パン屋「花の種だよ。この鉢植えもあげるから、良かったら育ててごらん」

マルコ「ありがとうございます」


暗転。
パン屋が退場。


○公園
マルコが鉢植えを見ている。
照明をつける。


マルコ「何が咲くのかな……楽しみだな。おやすみ、お花さん」


暗転。
間を空けて花の精が登場。
マルコと花の精を照らす。


花の精「マルコ、起きて下さい」

マルコ「うーん……、君は?」

花の精「私はこの花の精です。私を植えてくれてありがとう。そのお礼に、マル

コの願いを何でも一つ叶えましょう」

マルコ「僕の願いをかい?」

花の精「はい。
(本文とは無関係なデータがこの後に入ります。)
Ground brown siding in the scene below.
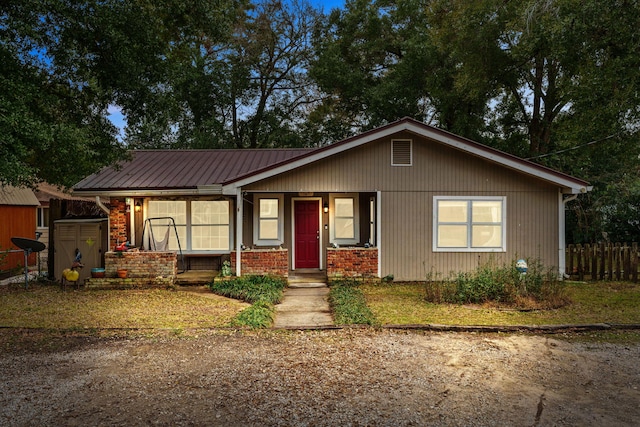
[246,133,559,280]
[0,205,36,270]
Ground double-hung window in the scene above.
[253,194,284,246]
[330,194,360,245]
[433,196,506,252]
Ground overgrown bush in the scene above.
[209,276,287,328]
[209,276,287,304]
[231,301,274,329]
[329,279,376,325]
[425,260,569,308]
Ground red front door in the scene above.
[294,200,320,268]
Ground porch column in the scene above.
[236,188,244,277]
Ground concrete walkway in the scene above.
[273,279,334,329]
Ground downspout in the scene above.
[96,196,111,216]
[236,188,244,277]
[375,190,382,277]
[558,192,578,279]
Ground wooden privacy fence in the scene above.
[566,243,640,282]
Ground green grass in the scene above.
[361,282,640,325]
[329,280,377,325]
[209,276,287,328]
[0,282,246,329]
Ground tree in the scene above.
[0,0,122,186]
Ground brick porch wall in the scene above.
[327,248,378,279]
[231,249,289,277]
[109,197,127,249]
[104,251,178,279]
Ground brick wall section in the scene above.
[84,277,174,289]
[109,197,127,249]
[327,248,378,278]
[231,249,289,277]
[104,251,178,280]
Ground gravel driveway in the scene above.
[0,329,640,426]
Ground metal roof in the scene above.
[0,186,40,206]
[74,148,313,194]
[74,118,591,195]
[224,117,591,193]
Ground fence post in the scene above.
[631,242,638,283]
[576,245,584,281]
[599,242,607,280]
[613,243,622,281]
[566,245,574,277]
[622,243,631,280]
[591,243,598,281]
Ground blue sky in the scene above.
[108,0,346,136]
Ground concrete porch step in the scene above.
[174,270,218,286]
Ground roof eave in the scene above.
[222,118,591,195]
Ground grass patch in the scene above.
[425,260,570,309]
[0,281,246,330]
[329,279,377,325]
[361,282,640,325]
[209,276,287,328]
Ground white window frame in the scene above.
[253,194,284,246]
[433,196,507,252]
[329,193,360,245]
[187,199,233,252]
[143,198,234,254]
[36,206,49,228]
[391,138,413,167]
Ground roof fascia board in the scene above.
[73,188,206,197]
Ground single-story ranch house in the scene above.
[74,118,590,281]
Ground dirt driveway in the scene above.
[0,330,640,426]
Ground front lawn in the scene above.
[0,282,248,329]
[361,282,640,325]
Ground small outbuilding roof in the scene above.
[0,186,40,206]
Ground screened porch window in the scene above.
[191,200,229,250]
[433,197,506,252]
[145,200,187,251]
[145,200,231,251]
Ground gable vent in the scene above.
[391,139,413,166]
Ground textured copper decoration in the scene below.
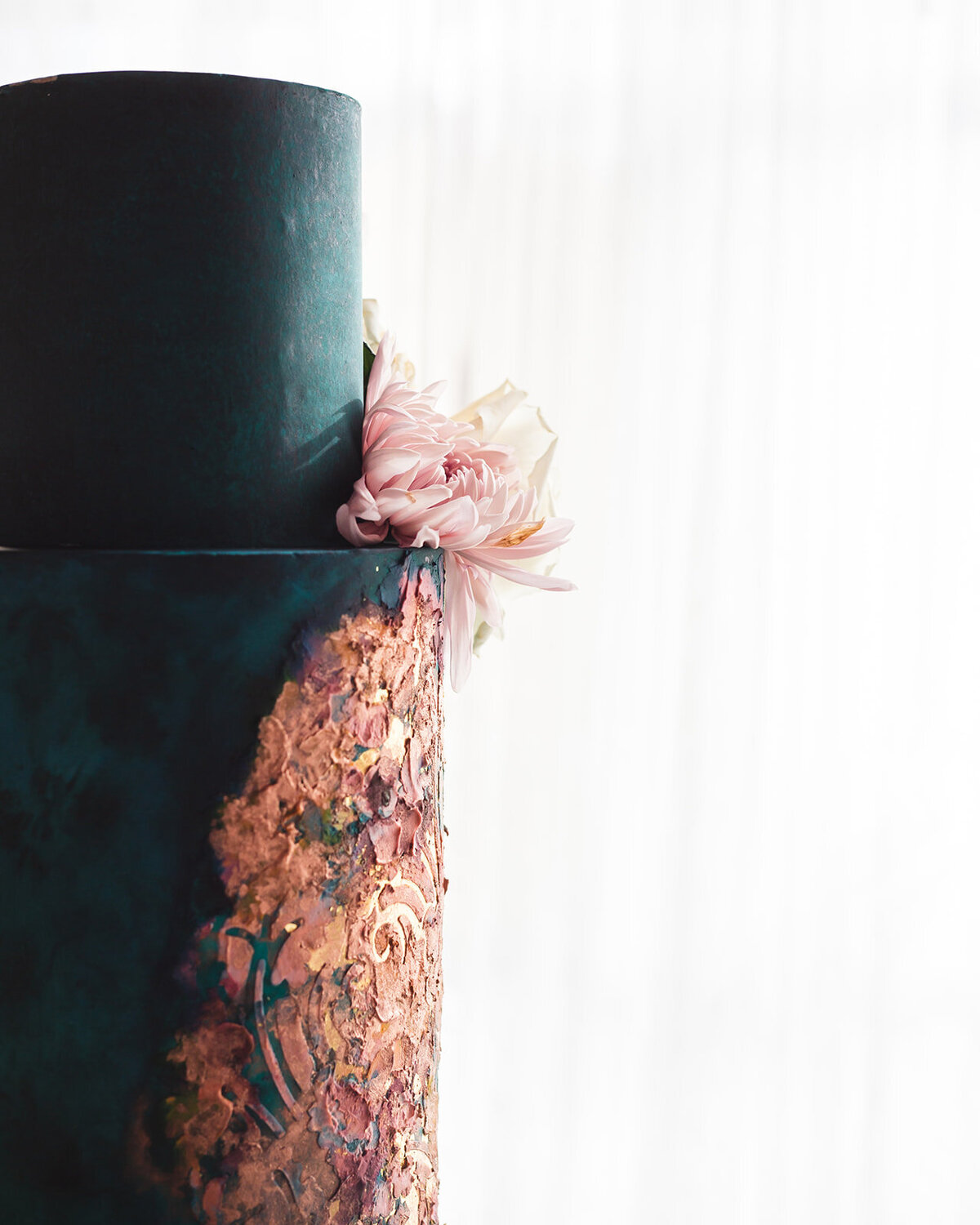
[135,570,446,1225]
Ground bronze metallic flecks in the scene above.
[136,570,445,1225]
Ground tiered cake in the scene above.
[0,73,445,1225]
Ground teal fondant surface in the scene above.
[0,549,440,1225]
[0,73,363,549]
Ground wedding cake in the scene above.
[0,73,445,1225]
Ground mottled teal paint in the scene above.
[0,549,441,1225]
[0,73,364,549]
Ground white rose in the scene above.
[453,380,559,651]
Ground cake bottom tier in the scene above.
[0,550,445,1225]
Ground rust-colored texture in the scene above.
[134,570,445,1225]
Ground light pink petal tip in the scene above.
[337,332,575,690]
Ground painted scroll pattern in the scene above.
[136,568,445,1225]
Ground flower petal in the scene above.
[445,553,477,693]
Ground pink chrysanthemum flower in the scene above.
[337,333,573,690]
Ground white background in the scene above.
[0,0,980,1225]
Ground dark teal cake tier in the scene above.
[0,549,441,1225]
[0,73,363,549]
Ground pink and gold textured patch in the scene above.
[136,570,446,1225]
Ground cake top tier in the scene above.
[0,73,363,549]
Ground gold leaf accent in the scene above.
[494,519,544,549]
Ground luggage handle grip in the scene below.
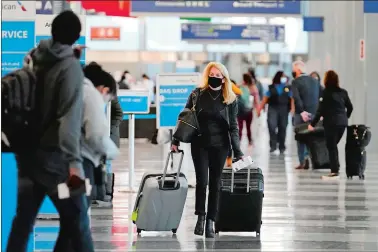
[161,150,184,188]
[231,159,251,193]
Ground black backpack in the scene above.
[1,62,38,153]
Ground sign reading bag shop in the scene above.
[1,1,36,20]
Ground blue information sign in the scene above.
[131,0,301,17]
[181,23,285,41]
[156,73,200,128]
[118,90,150,114]
[364,0,378,13]
[1,21,35,52]
[1,53,26,77]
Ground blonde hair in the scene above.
[201,62,236,105]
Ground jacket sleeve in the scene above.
[171,91,195,146]
[291,80,303,114]
[228,101,244,158]
[57,60,84,171]
[345,90,353,118]
[311,94,328,127]
[110,97,123,126]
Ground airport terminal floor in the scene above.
[35,121,378,252]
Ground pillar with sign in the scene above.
[118,90,151,192]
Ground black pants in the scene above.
[324,126,345,173]
[191,144,229,220]
[6,174,94,252]
[268,106,289,151]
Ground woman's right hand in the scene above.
[171,144,178,152]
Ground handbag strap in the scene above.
[192,88,200,111]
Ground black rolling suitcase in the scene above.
[345,125,371,179]
[215,167,264,235]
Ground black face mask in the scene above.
[208,76,222,88]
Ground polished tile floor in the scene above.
[35,118,378,252]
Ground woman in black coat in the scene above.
[308,70,353,179]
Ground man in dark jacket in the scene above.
[6,11,94,252]
[292,61,322,169]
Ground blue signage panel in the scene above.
[303,17,324,32]
[364,0,378,13]
[1,153,34,252]
[35,0,53,15]
[35,35,86,63]
[181,23,285,41]
[131,0,301,17]
[158,83,196,127]
[1,53,26,77]
[1,21,35,52]
[118,90,150,114]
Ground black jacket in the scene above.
[292,75,323,114]
[172,89,244,158]
[311,88,353,127]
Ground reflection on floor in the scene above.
[36,121,378,252]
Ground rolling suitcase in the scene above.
[132,150,188,234]
[215,166,264,235]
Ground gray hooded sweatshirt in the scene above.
[81,78,119,167]
[25,39,84,187]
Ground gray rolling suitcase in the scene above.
[132,150,188,234]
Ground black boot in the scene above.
[194,215,205,235]
[205,219,215,238]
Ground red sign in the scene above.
[90,26,121,40]
[67,0,131,17]
[359,39,366,61]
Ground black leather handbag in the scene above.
[173,89,200,143]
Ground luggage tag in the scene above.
[231,156,254,172]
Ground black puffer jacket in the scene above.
[172,89,244,158]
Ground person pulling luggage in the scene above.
[308,70,353,179]
[171,62,244,238]
[257,71,294,154]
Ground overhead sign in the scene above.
[1,1,36,20]
[364,0,378,13]
[118,89,151,114]
[303,17,324,32]
[156,73,201,129]
[131,0,301,17]
[1,21,35,52]
[181,23,285,41]
[35,0,53,15]
[91,26,121,40]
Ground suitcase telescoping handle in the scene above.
[231,160,251,193]
[161,150,184,188]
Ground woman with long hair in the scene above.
[308,70,353,179]
[171,62,243,238]
[257,71,294,154]
[238,73,260,146]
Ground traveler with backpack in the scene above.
[238,74,260,146]
[257,71,294,154]
[1,11,94,252]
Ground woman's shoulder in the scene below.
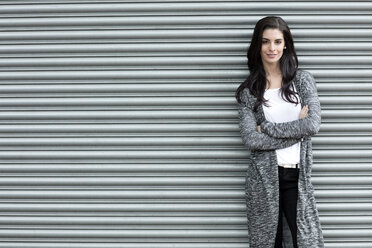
[240,87,254,106]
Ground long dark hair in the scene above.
[235,16,298,112]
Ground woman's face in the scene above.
[261,28,285,65]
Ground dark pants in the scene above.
[275,166,299,248]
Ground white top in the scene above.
[262,83,301,164]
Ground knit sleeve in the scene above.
[238,89,300,151]
[260,71,321,138]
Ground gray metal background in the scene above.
[0,0,372,248]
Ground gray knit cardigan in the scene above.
[237,70,324,248]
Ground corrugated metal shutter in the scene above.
[0,0,372,248]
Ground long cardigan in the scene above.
[237,70,324,248]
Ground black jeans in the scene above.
[275,166,300,248]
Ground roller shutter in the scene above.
[0,0,372,248]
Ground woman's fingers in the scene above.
[300,105,309,119]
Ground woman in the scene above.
[235,16,324,248]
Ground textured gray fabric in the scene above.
[237,70,324,248]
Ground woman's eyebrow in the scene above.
[262,38,283,40]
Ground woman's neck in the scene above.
[263,63,282,77]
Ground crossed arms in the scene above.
[238,71,321,150]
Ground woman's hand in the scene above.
[300,105,309,119]
[257,105,309,133]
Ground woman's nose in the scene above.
[269,44,275,51]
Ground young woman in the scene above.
[235,16,324,248]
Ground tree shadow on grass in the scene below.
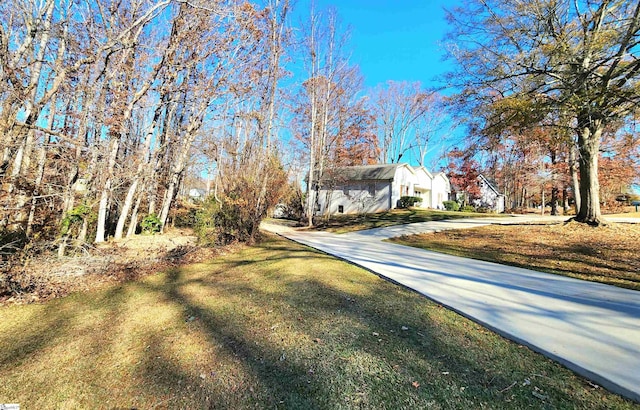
[0,240,632,409]
[130,258,600,408]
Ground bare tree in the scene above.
[449,0,640,225]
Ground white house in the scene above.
[314,164,451,215]
[472,174,504,213]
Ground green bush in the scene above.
[398,196,422,209]
[442,201,460,211]
[140,214,162,234]
[60,204,91,236]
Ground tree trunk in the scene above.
[95,136,120,243]
[575,120,604,226]
[550,185,560,216]
[569,144,580,215]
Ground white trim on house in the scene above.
[314,163,451,215]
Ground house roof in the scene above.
[320,164,413,181]
[478,174,502,195]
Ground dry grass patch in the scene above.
[0,232,634,409]
[392,222,640,290]
[313,208,504,233]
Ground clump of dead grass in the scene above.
[0,228,241,304]
[394,221,640,290]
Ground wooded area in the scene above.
[0,0,640,266]
[448,0,640,225]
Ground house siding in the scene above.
[315,164,449,215]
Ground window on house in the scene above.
[367,182,376,196]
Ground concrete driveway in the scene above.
[264,217,640,402]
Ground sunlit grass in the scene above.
[314,208,505,233]
[390,222,640,290]
[0,238,633,409]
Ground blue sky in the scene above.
[292,0,462,170]
[296,0,459,87]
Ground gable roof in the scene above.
[328,164,414,181]
[478,174,502,195]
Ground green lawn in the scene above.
[0,237,634,409]
[314,208,505,233]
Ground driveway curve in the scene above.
[263,218,640,402]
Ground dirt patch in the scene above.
[395,222,640,290]
[0,229,239,304]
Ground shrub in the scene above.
[194,160,287,246]
[398,196,422,209]
[140,214,162,234]
[442,201,460,211]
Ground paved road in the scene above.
[265,218,640,402]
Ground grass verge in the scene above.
[0,232,634,409]
[390,222,640,290]
[314,208,505,233]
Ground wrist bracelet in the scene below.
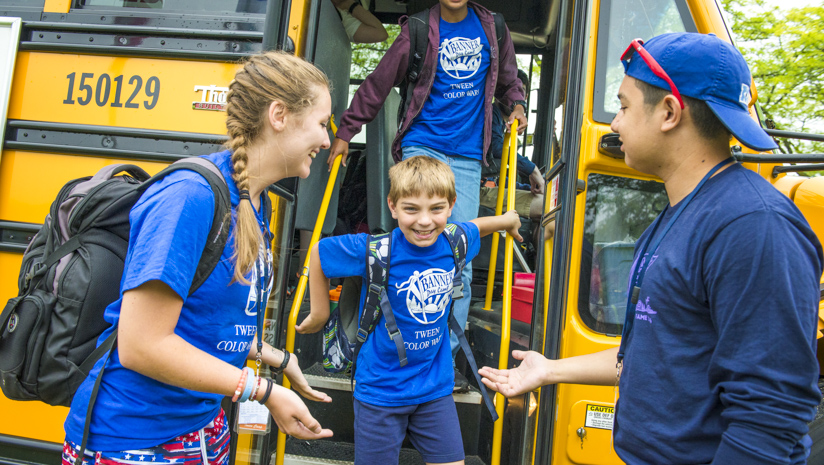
[238,367,257,402]
[232,369,246,402]
[249,376,261,400]
[258,379,275,405]
[272,349,291,375]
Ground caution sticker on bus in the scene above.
[584,404,615,430]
あなたが望めば大金持ちにもなれますし、不老不死の超人にもな

れます。さぁ、何を望みますか?」

マルコ「そうだな……」

花の精「遠慮する事はありません。なんでも言ってください」

マルコ「……やっぱり、いいです」

花の精「そんな、何をおっしゃいますか!」

マルコ「僕は特に欲しいものもないし、今の生活で満足してます。だからいいん

です」

花の精「そうはいきません!こちらも恩義を果たさなければ、花の精の名が廃り

ます!だから、何か!」

マルコ「……それじゃあ」

花の精「なんでしょう!」

マルコ「……友達が、欲しいです」

花の精「友達……ですか。わかりました」

マルコ「本当にお願いが叶うんですか?」

花の精「それはもちろん!目が覚めるのをお楽しみに」


暗転。
花の精が退場。
マルコが目を覚ます。
照明をつける。


マルコ「朝……か。あれは夢だったのかな?あ……花が」


鉢植えから花が咲いている。


マルコ「わぁ、綺麗だなぁ」

少女「わぁー綺麗!」


少女が登場。


少女「綺麗なお花!お兄ちゃんが育てたの?」

マルコ「え、うん。そうだよ」

少女「綺麗だねー」

マルコ「うん、そうだね。……実はね、この花には精霊が住んでいるんだ」

少女「精霊!?精霊さんが住んでるの?」

マルコ「うん」

少女「そのお話聞かせてー」

マルコ「いいよ。あのね……」


暗転。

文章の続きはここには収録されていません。